The mission aims to get to 0.2% accuracy, which could enable astronomers to tell whether general relativity wins over alternative theories of space-time.
Scientists begin hunt for drugs to treat mild COVID
Some researchers are turning their attention towards drugs that could be used to treat mild COVID-19, even in people at low risk of severe disease.
Such drugs could fill a yawning gap, says infectious-disease expert Oriol Mitjà at Germans Trias i Pujol University Hospital in Barcelona, Spain. High-risk individuals have treatment options, he says, but people who don’t qualify for existing treatments fear for their safety. Treatments could reduce the disruption that even mild cases can inflict on people’s jobs and family lives. Such drugs could also limit disease spread, which in turn gives the virus fewer opportunities to mutate.
Among the efforts to find such treatments is the ACTIV-6 clinical trial, which studies whether existing drugs can help people to get through COVID-19. The researchers consider whether therapies resolve recipients’ symptoms sooner, rather than limiting the analysis to prevention of hospitalization or death.

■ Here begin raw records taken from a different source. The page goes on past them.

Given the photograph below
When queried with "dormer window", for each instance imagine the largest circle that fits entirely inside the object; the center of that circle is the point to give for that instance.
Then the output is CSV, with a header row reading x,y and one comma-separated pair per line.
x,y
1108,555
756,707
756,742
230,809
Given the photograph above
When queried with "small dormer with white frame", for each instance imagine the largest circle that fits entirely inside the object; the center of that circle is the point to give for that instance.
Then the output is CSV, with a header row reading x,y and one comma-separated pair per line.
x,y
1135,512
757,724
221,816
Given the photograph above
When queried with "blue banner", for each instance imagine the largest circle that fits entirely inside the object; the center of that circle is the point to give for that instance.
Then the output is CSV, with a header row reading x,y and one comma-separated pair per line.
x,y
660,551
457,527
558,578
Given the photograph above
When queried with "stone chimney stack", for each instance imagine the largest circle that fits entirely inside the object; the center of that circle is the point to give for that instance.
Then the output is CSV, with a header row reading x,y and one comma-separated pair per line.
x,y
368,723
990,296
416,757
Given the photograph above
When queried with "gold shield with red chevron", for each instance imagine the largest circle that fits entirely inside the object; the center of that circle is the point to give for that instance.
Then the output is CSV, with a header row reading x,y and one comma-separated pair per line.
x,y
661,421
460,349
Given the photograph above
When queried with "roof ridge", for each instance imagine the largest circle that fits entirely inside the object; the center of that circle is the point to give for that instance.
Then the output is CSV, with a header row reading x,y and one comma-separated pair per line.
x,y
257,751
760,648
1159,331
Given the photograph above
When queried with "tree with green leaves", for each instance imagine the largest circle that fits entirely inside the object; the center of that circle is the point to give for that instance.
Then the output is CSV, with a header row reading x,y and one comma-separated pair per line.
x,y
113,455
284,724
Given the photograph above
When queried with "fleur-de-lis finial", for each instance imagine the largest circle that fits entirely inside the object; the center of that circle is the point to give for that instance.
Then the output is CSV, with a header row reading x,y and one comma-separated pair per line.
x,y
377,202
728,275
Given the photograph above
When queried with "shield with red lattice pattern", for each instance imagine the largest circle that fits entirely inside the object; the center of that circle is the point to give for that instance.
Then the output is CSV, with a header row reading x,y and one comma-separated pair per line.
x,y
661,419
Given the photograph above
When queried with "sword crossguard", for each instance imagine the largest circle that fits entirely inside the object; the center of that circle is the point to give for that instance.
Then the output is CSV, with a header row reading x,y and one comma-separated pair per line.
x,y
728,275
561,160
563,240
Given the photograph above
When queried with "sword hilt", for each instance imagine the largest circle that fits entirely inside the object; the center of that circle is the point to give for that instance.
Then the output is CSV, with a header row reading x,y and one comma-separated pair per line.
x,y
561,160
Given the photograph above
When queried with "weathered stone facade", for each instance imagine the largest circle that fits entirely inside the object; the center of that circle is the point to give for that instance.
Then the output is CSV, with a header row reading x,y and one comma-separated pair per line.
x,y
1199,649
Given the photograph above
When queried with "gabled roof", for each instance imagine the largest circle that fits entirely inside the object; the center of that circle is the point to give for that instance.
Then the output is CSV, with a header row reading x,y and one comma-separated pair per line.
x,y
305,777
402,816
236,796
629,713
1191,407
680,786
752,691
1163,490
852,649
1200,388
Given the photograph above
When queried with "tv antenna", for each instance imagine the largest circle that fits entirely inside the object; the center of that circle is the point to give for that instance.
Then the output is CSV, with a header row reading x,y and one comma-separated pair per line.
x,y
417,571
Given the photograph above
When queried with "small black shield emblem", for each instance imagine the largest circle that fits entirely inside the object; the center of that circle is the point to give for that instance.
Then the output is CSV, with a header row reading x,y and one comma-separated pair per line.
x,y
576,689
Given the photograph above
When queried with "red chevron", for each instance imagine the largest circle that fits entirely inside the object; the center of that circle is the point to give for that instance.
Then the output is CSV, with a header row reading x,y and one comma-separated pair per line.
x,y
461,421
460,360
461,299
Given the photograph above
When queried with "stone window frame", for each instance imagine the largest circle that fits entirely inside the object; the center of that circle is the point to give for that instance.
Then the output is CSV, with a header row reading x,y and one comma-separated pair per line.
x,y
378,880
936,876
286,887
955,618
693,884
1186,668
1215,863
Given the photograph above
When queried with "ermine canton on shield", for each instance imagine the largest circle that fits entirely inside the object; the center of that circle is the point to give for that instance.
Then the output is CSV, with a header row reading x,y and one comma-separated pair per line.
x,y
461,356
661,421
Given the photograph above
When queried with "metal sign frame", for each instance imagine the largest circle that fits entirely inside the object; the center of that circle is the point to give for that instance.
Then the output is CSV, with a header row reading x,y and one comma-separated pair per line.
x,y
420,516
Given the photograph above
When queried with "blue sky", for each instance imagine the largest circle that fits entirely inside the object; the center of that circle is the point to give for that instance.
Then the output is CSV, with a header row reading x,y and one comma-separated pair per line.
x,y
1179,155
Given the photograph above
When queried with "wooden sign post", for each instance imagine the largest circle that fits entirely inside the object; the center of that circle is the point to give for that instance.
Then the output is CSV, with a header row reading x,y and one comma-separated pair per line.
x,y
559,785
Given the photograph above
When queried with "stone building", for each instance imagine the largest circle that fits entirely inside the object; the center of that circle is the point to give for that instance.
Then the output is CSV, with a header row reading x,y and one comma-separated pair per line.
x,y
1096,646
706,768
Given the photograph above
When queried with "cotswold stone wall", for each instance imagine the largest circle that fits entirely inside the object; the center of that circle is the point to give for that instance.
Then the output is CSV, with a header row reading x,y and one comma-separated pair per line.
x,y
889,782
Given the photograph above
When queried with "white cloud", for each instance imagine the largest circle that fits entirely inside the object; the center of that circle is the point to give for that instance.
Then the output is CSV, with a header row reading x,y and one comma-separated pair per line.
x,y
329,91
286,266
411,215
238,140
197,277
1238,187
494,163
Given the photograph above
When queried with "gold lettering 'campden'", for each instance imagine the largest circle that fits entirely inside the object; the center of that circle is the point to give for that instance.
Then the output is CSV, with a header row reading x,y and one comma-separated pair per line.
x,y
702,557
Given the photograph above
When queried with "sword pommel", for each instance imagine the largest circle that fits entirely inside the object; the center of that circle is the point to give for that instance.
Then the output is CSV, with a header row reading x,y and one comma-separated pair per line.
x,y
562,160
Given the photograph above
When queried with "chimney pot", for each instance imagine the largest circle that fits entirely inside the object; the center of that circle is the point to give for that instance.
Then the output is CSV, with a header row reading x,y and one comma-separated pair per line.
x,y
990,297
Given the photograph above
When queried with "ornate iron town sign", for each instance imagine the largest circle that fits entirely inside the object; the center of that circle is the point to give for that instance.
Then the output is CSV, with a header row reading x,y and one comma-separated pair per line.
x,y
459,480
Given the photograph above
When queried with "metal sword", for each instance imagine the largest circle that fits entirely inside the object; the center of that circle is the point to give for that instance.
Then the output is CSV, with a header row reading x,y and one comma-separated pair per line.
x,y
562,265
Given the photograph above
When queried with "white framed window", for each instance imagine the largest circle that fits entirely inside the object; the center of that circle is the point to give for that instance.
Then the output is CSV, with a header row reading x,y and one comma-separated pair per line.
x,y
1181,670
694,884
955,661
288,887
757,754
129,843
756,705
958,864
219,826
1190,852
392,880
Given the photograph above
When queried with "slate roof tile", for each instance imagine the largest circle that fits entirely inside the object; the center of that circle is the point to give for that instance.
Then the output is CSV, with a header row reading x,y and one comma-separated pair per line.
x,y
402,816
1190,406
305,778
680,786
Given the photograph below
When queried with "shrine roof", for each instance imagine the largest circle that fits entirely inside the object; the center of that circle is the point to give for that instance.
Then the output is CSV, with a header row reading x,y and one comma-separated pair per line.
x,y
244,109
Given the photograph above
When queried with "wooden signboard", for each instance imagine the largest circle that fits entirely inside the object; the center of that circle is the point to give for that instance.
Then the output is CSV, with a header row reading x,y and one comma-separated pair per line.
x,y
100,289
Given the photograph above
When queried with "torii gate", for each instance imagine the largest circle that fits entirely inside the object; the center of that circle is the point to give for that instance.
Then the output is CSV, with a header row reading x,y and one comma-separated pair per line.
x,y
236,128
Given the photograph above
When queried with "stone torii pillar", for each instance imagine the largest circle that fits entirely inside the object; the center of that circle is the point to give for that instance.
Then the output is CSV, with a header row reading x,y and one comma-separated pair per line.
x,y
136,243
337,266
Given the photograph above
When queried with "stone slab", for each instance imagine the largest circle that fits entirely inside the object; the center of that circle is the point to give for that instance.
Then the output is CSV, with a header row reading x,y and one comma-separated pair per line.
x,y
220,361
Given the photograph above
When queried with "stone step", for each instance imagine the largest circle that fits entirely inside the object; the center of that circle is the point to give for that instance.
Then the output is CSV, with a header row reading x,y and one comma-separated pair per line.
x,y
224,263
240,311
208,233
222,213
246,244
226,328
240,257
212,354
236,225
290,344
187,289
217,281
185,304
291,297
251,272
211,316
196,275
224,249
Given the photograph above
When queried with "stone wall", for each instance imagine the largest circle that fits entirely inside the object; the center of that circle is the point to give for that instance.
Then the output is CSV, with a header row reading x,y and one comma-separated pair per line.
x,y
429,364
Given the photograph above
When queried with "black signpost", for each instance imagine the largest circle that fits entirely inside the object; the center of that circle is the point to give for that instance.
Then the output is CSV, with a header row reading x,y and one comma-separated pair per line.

Other researchers are investigating modified sugars called iminosugars. Iminosugars gum up host-cell machinery that the virus needs, disrupting the formation of viral particles. Scientists say these molecules could limit the course of the disease, as well as viral reproduction and spread, without spurring viral resistance.
Omicron infection protects against BA.4 and BA.5
The Omicron BA.4 and BA.5 subvariants of SARS-CoV-2 have proved to be stealthier at evading people’s immune defences than all of their predecessors.
But recent research shows that previous infection with an older variant (such as Alpha, Beta or Delta) offers some protection against reinfection with BA.4 or BA.5, and that protection following a previous Omicron infection is substantially more effective (H. N. Altarawneh et al. Preprint at medRxiv https://doi.org/h6v6; 2022).
To see how much protection previous infection offers against the two Omicron subvariants, researchers analysed COVID-19 cases recorded in Qatar between 7 May this year — when BA.4 and BA.5 first entered the country — and 4 July. They looked at the number of people known to have been infected previously who tested positive or negative for COVID-19, and identified which infections were caused by BA.4 or BA.5 by examining positive test samples to see whether they contained a specific gene mutation.
The researchers found that infection with a pre-Omicron variant prevented reinfection with BA.4 or BA.5 with an effectiveness of 28.3%. Previous infection with Omicron granted stronger protection: it was 79.7% effective at preventing BA.4 or BA.5 reinfection.
The work feeds into broader research on “how different immunities combine with each other”, says study co-author Laith Abu-Raddad, an infectious-disease epidemiologist at Weill Cornell Medicine–Qatar in Doha.